Huerta also reminded everyone that, “we are one human race that means we have to support each other, care for each other, respect each other.”
She ended her speech with a couple of chants. The first chant was a question and a response.
She asked, “Who’s got the power?”
And the audience responded, “We got the power!”
“What kind of power?”
The second chant was “Si se puede!” As seen in this video.
She focused her speech on recognizing first-year students and those that struggled to get here.
Many students in the crowd are first-generation students, such as our very own ASI President Maria Marquez.
Marquez (senior, Communications Studies) was awarded today with the J Burton Vashay award, which is presented to the graduate who displays the highest standards of leadership, service, and scholarship. She graduated today but looks to return for her Masters in Public Administration.
She was a first-year generation student and today was able to celebrate with her friends and family. Marquez said, “My mom always taught me work ethic and not to give up. You can do as much as you want, as long as you enjoy it and make sure to take care of yourself so you don’t get burnt out.”
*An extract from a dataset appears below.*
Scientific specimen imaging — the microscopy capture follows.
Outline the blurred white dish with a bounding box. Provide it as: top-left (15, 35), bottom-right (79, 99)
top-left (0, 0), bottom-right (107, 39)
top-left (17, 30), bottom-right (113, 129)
Marquez will be back next spring to be, once again, Stan State Asi President and looks to learn more to help her serve the community.
Like Marquez, Brian Mendez Martinez (senior, Political Science) is also a first-generation student. “I’m the first person in my entire family to graduate from college. This day means a lot, not just as a testament to the idea of the American Dream but also the sacrifice that they [parents] made in their lives when they came to this country," said Mendez Martinez.
Sahara Sandoval also faced several obstacles before graduating, such as not knowing English and her husband passing away. Today she graduated with a degree in Spanish and said, “This is amazing for me because I never thought that I could do this.”
When asked for tips for incoming Stan State students, Sandoval said, “never give up. You’re always going to find obstacles, but never give up keep going.”
Today’s 6 pm graduation ceremony and tomorrow's 9 am will be shown in two lecture halls in DBH, one in the Warrior Arena, and one in Snider hall.
We will be adding on to this article throughout the day.